R/etree.R
In etree: Classification and Regression with Structured and Mixed-Type Data

Documented in etree

#' Energy Tree
#'
#' Fits an Energy Tree for classification or regression.
#'
#' @param response Response variable, an object of class either
#'   \code{"factor"} or \code{"numeric"} (for classification and regression,
#'   respectively).
#' @param covariates Set of covariates. Must be provided as a list, where
#'   each element is a different variable. Currently available types and the
#'   form they need to have to be correctly recognized are the following:
#' \itemize{
#'   \item Numeric: numeric or integer vectors;
#'   \item Nominal: factors;
#'   \item Functions: objects of class \code{"fdata"};
#'   \item Graphs: (lists of) objects of class \code{"igraph"}.
#   \item Persistence diagrams: (lists of) objects with
#   \code{attributes(x)$names == "diagram"}.
#' } 
#' Each element (i.e., variable) in the covariates list must have the same
#' \code{length()}, which corresponds to the sample size.
#' @param weights Optional vector of non-negative integer-valued weights to
#'   be used in the fitting process. If not provided, all observations are
#'   assumed to have weight equal to 1.
#' @param minbucket Positive integer specifying the minimum number of
#'   observations that each terminal node must contain. Default is 5.
#' @param alpha Nominal level controlling the probability of type I error in the
#'   Energy tests of independence used for variable selection. Default is 0.05.
#' @param R Number of replicates employed to approximate the sampling
#'   distribution of the test statistic in every Energy test of independence.
#'   Default is 1000.
#' @param split_type Splitting method used when the selected covariate is
#'   structured. It has two possible values: \code{"coeff"} for feature vector
#'   extraction, and \code{"cluster"} for clustering. See Details for further
#'   information.
#' @param coeff_split_type Method to select the split point for the chosen
#'   component when the selected covariate is structured and \code{split_type =
#'   "coeff"}. It has two possible values: \code{"test"}, in which case Energy
#'   tests of independence are used, and \code{"traditional"}, to employ
#'   traditional methods (Gini index for classification and RSS for regression).
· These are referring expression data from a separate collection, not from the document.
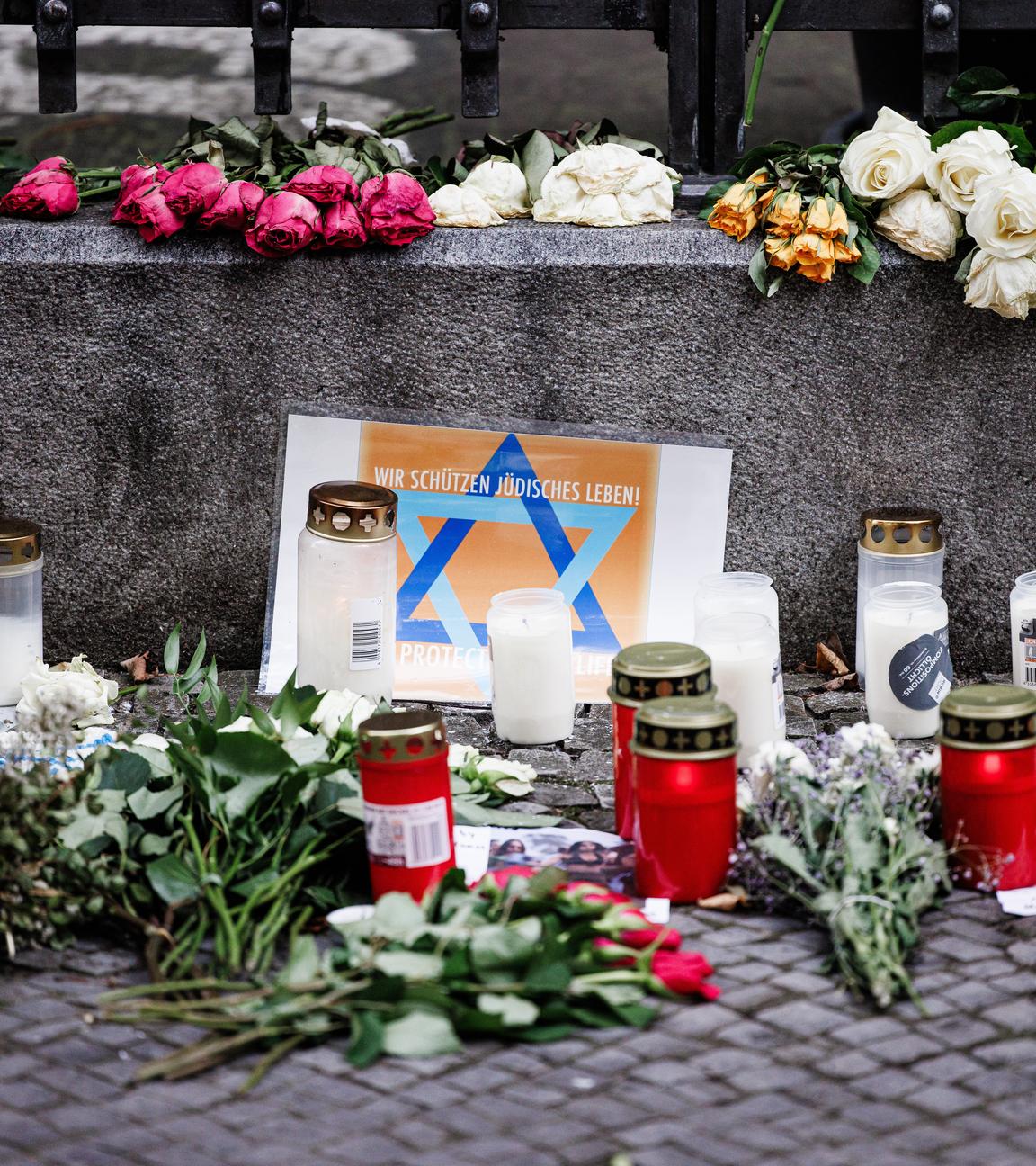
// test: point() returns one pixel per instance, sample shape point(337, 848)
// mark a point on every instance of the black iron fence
point(705, 41)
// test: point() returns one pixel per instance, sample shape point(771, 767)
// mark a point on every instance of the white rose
point(1003, 220)
point(342, 707)
point(921, 224)
point(460, 207)
point(504, 187)
point(606, 185)
point(956, 166)
point(69, 695)
point(1005, 286)
point(887, 160)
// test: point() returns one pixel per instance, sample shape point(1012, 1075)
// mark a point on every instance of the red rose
point(132, 178)
point(395, 209)
point(324, 184)
point(236, 207)
point(42, 193)
point(193, 188)
point(286, 223)
point(149, 212)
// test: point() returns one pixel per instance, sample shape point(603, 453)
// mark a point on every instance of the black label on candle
point(921, 673)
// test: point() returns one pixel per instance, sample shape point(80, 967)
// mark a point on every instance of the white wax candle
point(1023, 630)
point(746, 669)
point(531, 654)
point(909, 672)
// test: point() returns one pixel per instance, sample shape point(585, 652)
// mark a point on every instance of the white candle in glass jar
point(746, 670)
point(531, 659)
point(909, 670)
point(1023, 630)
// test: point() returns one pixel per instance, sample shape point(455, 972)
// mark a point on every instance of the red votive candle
point(408, 812)
point(684, 791)
point(647, 672)
point(988, 784)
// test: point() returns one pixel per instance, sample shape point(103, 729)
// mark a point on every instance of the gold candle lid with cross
point(685, 728)
point(647, 672)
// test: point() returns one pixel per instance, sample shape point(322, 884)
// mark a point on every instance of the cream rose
point(460, 207)
point(504, 187)
point(1003, 220)
point(956, 166)
point(921, 224)
point(67, 696)
point(887, 160)
point(1005, 286)
point(606, 185)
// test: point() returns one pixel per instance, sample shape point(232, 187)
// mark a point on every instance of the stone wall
point(141, 390)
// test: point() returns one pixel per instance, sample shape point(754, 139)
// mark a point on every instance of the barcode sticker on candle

#'   See Details for further information.
#' @param p_adjust_method Multiple-testing adjustment method for P-values,
#'   which can be set to any of the values provided by
#'   \code{\link[stats]{p.adjust.methods}}. Default is \code{"fdr"} for False
#'   Discovery Rate.
# @param supervised whether (\code{TRUE}) or not (\code{FALSE}) to use the
#   supervised version of the model. Default is \code{TRUE}.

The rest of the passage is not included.